Sistem demokrasi dalam ideologi kapitalisme ibarat kendaraan mogok dan usang yang dikendarai oleh serigala. Sistem ini tidak akan pernah melahirkan perubahan yang diinginkan rakyat, yaitu terciptanya keadilan dan kesejahteraan. Dalam sistem ini, yang lemah akan menjadi mangsa dengan diciptakannya peraturan yang makin menyengsarakan rakyat demi keuntungan segelintir orang di lingkaran penguasa.
Seluruh permasalahan yang melanda negeri ini berupa ketidakadilan, kerusakan alam, kesengsaraan, serta kemerosotan moral masyarakat dan penguasa tidak lain karena diterapkannya ideologi kapitalisme dengan sistem pemerintahan demokrasinya. Sistem ini melahirkan kehidupan yang liberal dan materialistik. Buahnya ialah paham yang memisahkan tatanan kehidupan dari nilai-nilai agama yang bersumber dari Sang Maha Kuasa, Allah Swt.
Sayangnya, mayoritas masyarakat hari ini masih menaruh harapan besar kepada demokrasi. Ini terbukti dari kemarahan mereka ketika ada upaya untuk merusak demokrasi dengan mengobrak-abrik konstitusi. Mereka berharap permasalahan akan teratasi ketika terjadi pergantian para pemangku negeri. Masyarakat belum mampu melihat solusi hakiki atas seluruh permasalahan yang terjadi.
Menerapkan demokrasi berarti kedaulatan ada di tangan rakyat dan kekuasaan ada di tangan rakyat. Hak untuk membuat hukum berupa peraturan dan kebijakan ada di tangan manusia yang penuh dengan keterbatasan dan nafsu. Hal ini tentu bertentangan dengan prinsip keimanan di dalam agama Islam yang sempurna. Dalam Islam, hak untuk membuat hukum ada di tangan Allah Swt., bukan di tangan manusia. Allah Swt. menjamin akan memberikan kehidupan yang penuh dengan rahmat, bukan hanya bagi manusia, namun juga rahmat untuk seluruh alam semesta.
Sebuah gerakan yang menginginkan perubahan sudah seharusnya didasari oleh kesadaran penuh oleh semua rakyat. Yakni, bahwa permasalahan hari ini tidak akan selesai hanya dengan memangkas pucuk-pucuk cabang kemudian digantikan dengan pucuk-pucuk cabang yang baru. Sebuah perubahan yang hakiki harus sampai pada level menyelesaikan akar permasalahan sehingga tujuan perubahan itu benar-benar bisa terwujud.

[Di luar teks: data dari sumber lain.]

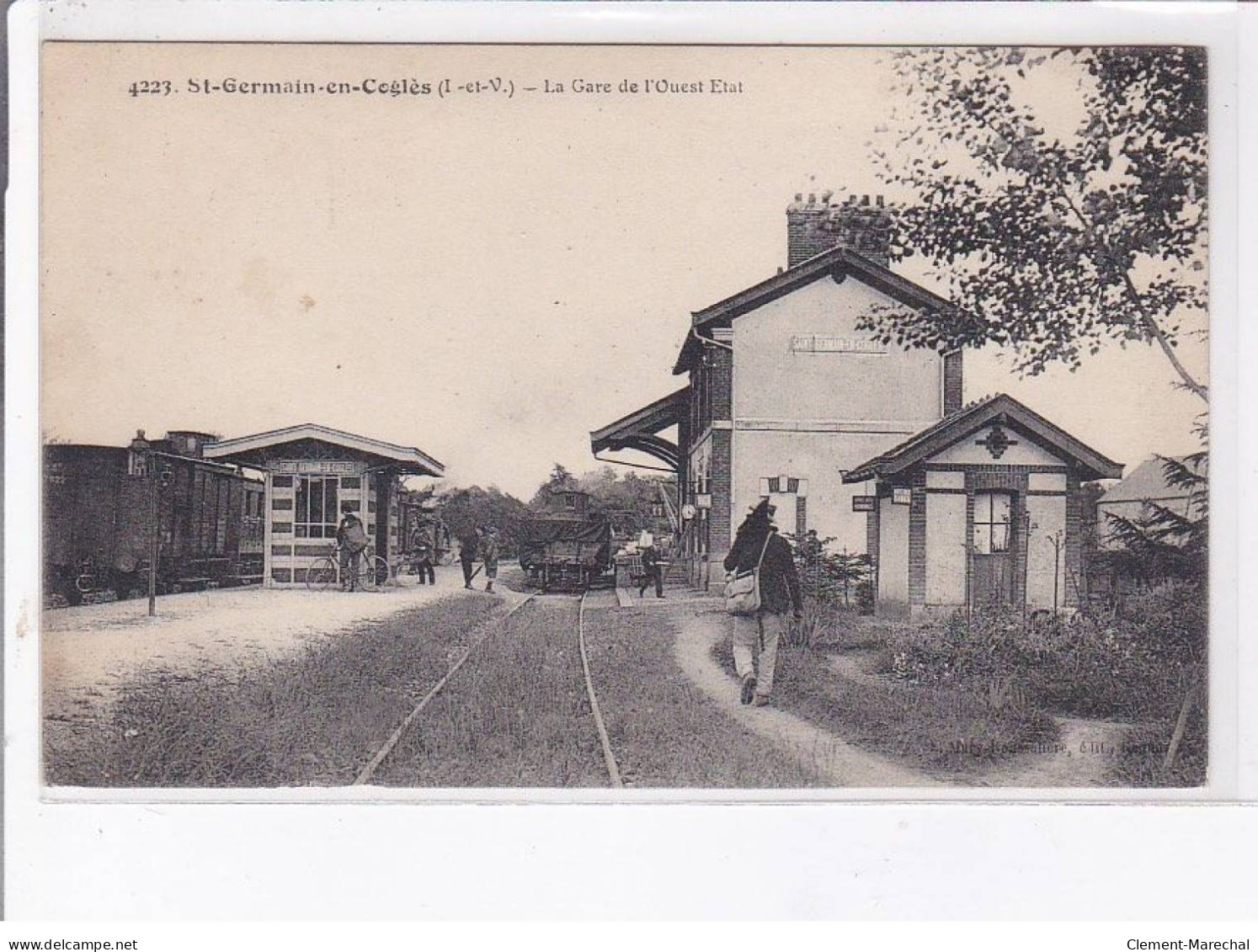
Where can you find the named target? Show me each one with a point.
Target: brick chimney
(818, 226)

Sudah seharusnya sebuah perubahan disertai dengan kesadaran bahwa tujuan dari perubahan haruslah diarahkan untuk menjadikan syariat yang bersumber dari Allah Swt. sebagai tatanan kehidupan. Di samping itu, melepaskan diri dari penghambaan kepada mahluk yang terwujud dalam ketaatan kepada aturan buatan manusia. Kemudian, menuju ketaatan kepada syariat Islam yang sempurna, dengan meninggalkan sistem demokrasi sekuler menuju sistem Islam.